Después de la merienda, actividades sociales. Nos visita todos los lunes una linda morenita. Los ojos de dos colegas varones la siguen con cierto interés; pero por costumbre, diría. Costumbre atávica.  Es la Técnico en artes plásticas. Les enseña a dibujar. Hacen arte. Así se llama la clase. Todos alrededor de mesas, pinceles en la mano, acrílicos, colores, manchas. Llenan de color los dibujos o cosas preparadas por la Técnico. Veo mis hijitos al kindergarten. Misma escenita. Lo hacen con gusto. Rellenan con diligencia las zonas a rellenarse de colores. Están orgullosos. Los hijitos y los Residentes.
Otro grupito fue a los ejercicios físicos. Dirige un joven técnico también uniformado. Serio, competente, compenetrado. Los sienta todos a su alrededor. Y uno y dos y tres y cuatro.Repica un teléfono. Sube las escaleras una ayudanta: “llamada telefónica para….” Todos esperan que sea para él. La llamada es siempre para otra persona. Y uno y dos y tres y cuatro.
Se siente el paso rápido de una mujer. Paso rápido y ligero. Es la Directora. También joven, también bonita. También con siempre una sonrisa… estampada?
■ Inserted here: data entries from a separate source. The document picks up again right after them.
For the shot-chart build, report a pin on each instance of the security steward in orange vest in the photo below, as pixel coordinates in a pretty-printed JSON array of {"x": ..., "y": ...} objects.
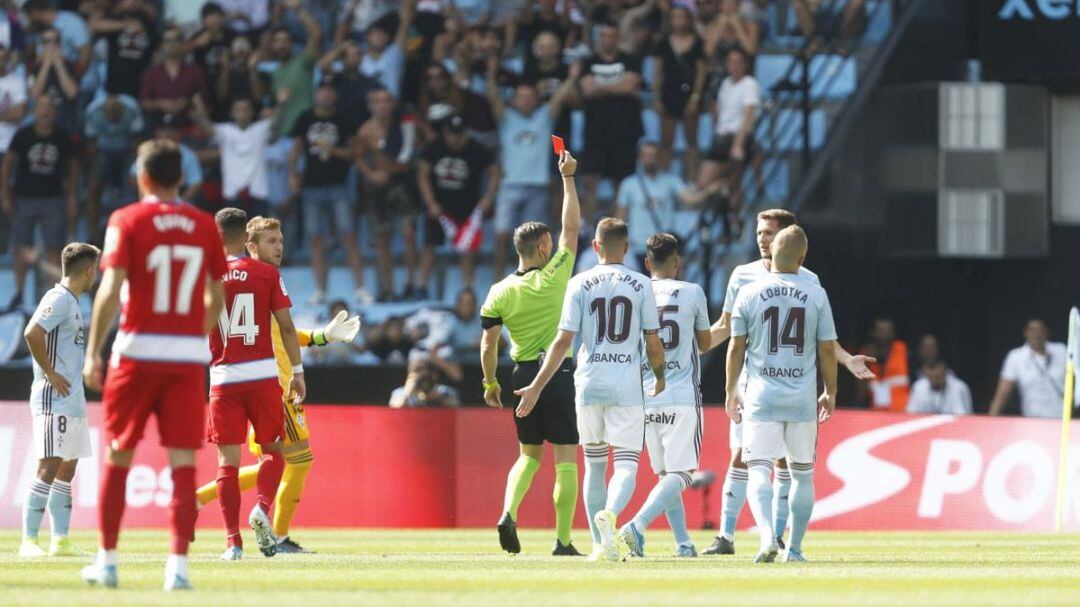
[{"x": 890, "y": 389}]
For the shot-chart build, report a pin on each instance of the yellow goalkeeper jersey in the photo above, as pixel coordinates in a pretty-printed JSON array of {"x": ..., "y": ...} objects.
[{"x": 284, "y": 366}]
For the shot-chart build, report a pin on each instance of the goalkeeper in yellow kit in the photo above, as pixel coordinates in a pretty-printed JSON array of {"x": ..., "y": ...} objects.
[{"x": 265, "y": 243}]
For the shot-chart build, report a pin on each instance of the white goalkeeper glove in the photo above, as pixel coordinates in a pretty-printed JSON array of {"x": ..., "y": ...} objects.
[{"x": 341, "y": 328}]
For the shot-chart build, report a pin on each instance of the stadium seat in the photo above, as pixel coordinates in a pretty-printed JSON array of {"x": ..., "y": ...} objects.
[
  {"x": 770, "y": 69},
  {"x": 879, "y": 14}
]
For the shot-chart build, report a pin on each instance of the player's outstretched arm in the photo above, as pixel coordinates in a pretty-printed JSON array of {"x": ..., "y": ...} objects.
[
  {"x": 288, "y": 339},
  {"x": 719, "y": 332},
  {"x": 854, "y": 363},
  {"x": 826, "y": 365},
  {"x": 552, "y": 361},
  {"x": 489, "y": 363},
  {"x": 737, "y": 353},
  {"x": 106, "y": 305},
  {"x": 571, "y": 207},
  {"x": 655, "y": 350}
]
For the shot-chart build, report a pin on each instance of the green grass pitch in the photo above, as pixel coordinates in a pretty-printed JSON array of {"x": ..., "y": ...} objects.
[{"x": 466, "y": 568}]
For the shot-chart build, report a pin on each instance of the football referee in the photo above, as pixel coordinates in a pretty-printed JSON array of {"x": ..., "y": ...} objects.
[{"x": 529, "y": 302}]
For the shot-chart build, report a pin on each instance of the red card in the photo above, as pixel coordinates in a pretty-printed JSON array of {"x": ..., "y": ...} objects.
[{"x": 557, "y": 145}]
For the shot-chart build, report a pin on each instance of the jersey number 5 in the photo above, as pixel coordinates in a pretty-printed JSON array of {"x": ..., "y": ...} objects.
[
  {"x": 160, "y": 261},
  {"x": 240, "y": 321},
  {"x": 793, "y": 332}
]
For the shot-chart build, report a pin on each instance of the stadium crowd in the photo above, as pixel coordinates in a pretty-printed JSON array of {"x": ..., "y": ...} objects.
[{"x": 378, "y": 130}]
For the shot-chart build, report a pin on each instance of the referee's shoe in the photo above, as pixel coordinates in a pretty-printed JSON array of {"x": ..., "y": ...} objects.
[{"x": 508, "y": 535}]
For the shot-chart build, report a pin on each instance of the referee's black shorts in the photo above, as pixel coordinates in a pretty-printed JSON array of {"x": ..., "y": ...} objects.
[{"x": 554, "y": 418}]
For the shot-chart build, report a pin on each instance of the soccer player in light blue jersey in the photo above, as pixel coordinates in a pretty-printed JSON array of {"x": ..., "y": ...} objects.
[
  {"x": 782, "y": 329},
  {"x": 673, "y": 420},
  {"x": 57, "y": 341},
  {"x": 613, "y": 310},
  {"x": 734, "y": 483}
]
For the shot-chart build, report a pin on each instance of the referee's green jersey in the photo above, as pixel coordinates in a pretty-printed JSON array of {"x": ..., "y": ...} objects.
[{"x": 529, "y": 305}]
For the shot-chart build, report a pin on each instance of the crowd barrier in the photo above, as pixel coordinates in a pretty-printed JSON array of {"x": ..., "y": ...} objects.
[{"x": 377, "y": 467}]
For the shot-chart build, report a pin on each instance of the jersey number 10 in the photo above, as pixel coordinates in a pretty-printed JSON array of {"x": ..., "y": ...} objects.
[{"x": 792, "y": 334}]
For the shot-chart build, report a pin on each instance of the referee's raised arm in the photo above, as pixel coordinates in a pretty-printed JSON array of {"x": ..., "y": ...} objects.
[{"x": 571, "y": 208}]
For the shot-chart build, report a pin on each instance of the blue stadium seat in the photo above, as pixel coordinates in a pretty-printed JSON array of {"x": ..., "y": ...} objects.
[
  {"x": 770, "y": 69},
  {"x": 833, "y": 76},
  {"x": 785, "y": 132}
]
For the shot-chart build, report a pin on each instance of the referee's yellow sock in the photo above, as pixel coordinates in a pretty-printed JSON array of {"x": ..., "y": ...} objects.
[
  {"x": 288, "y": 495},
  {"x": 565, "y": 497},
  {"x": 207, "y": 493},
  {"x": 517, "y": 483}
]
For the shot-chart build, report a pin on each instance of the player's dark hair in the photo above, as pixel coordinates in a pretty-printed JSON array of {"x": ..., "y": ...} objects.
[
  {"x": 661, "y": 247},
  {"x": 527, "y": 237},
  {"x": 161, "y": 161},
  {"x": 611, "y": 231},
  {"x": 781, "y": 216},
  {"x": 76, "y": 256},
  {"x": 232, "y": 224}
]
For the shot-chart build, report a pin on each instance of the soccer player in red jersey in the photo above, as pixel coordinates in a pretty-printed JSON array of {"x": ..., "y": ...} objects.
[
  {"x": 243, "y": 381},
  {"x": 162, "y": 268}
]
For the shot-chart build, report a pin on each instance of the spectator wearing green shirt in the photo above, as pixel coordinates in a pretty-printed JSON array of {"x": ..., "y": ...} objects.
[
  {"x": 528, "y": 304},
  {"x": 295, "y": 71}
]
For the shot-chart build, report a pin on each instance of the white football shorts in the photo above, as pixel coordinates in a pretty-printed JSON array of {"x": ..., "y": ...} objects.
[
  {"x": 673, "y": 435},
  {"x": 797, "y": 441},
  {"x": 616, "y": 426}
]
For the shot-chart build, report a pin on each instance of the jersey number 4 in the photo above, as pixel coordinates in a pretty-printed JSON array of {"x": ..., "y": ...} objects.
[
  {"x": 160, "y": 261},
  {"x": 791, "y": 334},
  {"x": 240, "y": 321}
]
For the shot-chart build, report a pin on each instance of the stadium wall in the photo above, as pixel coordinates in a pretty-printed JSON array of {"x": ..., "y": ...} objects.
[{"x": 446, "y": 468}]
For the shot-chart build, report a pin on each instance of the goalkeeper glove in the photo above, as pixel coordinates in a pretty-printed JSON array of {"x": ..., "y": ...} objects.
[{"x": 340, "y": 328}]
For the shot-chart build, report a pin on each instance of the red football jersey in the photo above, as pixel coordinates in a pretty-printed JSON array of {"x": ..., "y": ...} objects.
[
  {"x": 242, "y": 348},
  {"x": 167, "y": 250}
]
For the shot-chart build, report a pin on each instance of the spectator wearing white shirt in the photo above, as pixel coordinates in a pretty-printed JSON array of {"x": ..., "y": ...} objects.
[
  {"x": 733, "y": 118},
  {"x": 1038, "y": 369},
  {"x": 12, "y": 98},
  {"x": 940, "y": 391},
  {"x": 648, "y": 199},
  {"x": 242, "y": 146}
]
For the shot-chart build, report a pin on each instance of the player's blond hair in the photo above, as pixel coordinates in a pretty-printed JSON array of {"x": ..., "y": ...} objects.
[
  {"x": 790, "y": 248},
  {"x": 261, "y": 225},
  {"x": 781, "y": 216}
]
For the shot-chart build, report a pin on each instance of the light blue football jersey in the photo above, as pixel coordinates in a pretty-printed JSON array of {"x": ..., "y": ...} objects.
[
  {"x": 66, "y": 347},
  {"x": 683, "y": 311},
  {"x": 784, "y": 317},
  {"x": 609, "y": 307}
]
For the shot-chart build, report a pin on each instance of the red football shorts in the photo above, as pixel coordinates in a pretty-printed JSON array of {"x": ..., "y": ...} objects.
[
  {"x": 229, "y": 414},
  {"x": 174, "y": 393}
]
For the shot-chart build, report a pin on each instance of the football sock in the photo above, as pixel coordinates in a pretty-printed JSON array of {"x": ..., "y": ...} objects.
[
  {"x": 595, "y": 484},
  {"x": 34, "y": 508},
  {"x": 270, "y": 471},
  {"x": 518, "y": 481},
  {"x": 734, "y": 497},
  {"x": 676, "y": 520},
  {"x": 288, "y": 496},
  {"x": 113, "y": 491},
  {"x": 181, "y": 512},
  {"x": 781, "y": 486},
  {"x": 59, "y": 508},
  {"x": 759, "y": 495},
  {"x": 565, "y": 497},
  {"x": 667, "y": 490},
  {"x": 228, "y": 495},
  {"x": 801, "y": 502},
  {"x": 621, "y": 487}
]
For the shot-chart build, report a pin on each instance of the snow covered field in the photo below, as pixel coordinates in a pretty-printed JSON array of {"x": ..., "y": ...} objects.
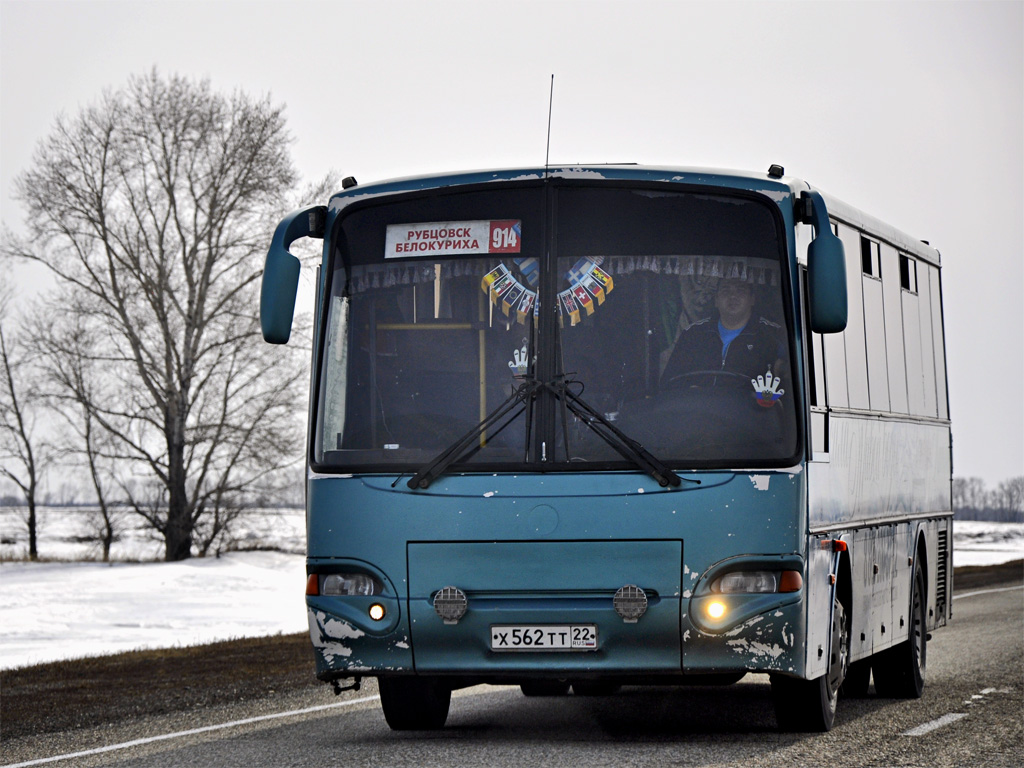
[{"x": 66, "y": 608}]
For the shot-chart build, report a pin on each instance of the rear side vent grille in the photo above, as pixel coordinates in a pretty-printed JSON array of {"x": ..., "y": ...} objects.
[{"x": 942, "y": 573}]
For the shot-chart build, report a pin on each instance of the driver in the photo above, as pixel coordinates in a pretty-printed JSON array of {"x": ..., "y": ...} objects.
[{"x": 732, "y": 341}]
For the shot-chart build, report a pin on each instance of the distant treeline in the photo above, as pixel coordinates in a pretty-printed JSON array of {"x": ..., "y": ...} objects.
[{"x": 973, "y": 501}]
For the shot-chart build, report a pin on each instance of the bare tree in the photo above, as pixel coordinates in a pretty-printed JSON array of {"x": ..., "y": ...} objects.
[
  {"x": 154, "y": 208},
  {"x": 1010, "y": 496},
  {"x": 970, "y": 494},
  {"x": 19, "y": 449}
]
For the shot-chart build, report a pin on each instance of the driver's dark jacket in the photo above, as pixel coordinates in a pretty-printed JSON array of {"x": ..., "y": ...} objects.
[{"x": 751, "y": 354}]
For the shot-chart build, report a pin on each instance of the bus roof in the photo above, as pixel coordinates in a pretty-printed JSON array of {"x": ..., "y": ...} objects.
[{"x": 775, "y": 186}]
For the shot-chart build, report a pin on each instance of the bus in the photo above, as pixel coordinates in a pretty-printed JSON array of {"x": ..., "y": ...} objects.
[{"x": 585, "y": 427}]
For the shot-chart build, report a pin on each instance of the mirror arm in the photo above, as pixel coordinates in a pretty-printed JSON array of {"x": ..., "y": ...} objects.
[{"x": 281, "y": 271}]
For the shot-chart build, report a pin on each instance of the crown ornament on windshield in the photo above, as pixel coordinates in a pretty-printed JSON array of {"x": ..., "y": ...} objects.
[
  {"x": 766, "y": 389},
  {"x": 520, "y": 359}
]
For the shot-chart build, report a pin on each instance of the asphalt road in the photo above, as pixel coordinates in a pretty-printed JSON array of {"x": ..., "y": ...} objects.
[{"x": 971, "y": 715}]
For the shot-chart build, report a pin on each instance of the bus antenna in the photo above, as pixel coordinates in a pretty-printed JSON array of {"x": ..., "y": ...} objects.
[{"x": 547, "y": 152}]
Y mirada atenta puesta en mil detalles. Eficiencia de una alemana. Decide lo que podemos o no podemos hacer. Ojos luminosos como en las Mil y una noche.
Y, ¿qué hago yo aquí? Salgo al jardín. Me mezo en el chinchorro de moriche que traje del Delta Amacuro. Y de lejos, a treinta metros veo la estatua de la India Gurí, esa estatua de bronce, pieza única, tamaño natural que hice hace años de una India Warao y que me traje acá, conmigo, y coloque en el jardín del residencial. Me trae recuerdos muy dulces porque también me ayudó, posando, mi hijita Leila, adolescente. Es una indiecita sentada pensativa en una roca, con las manos y dedos abiertos, de donde le escurre el agua del Rio Caroní. Y se le escurre entre los dedos, como se le escurrió su cultura y como se escurre mi vida.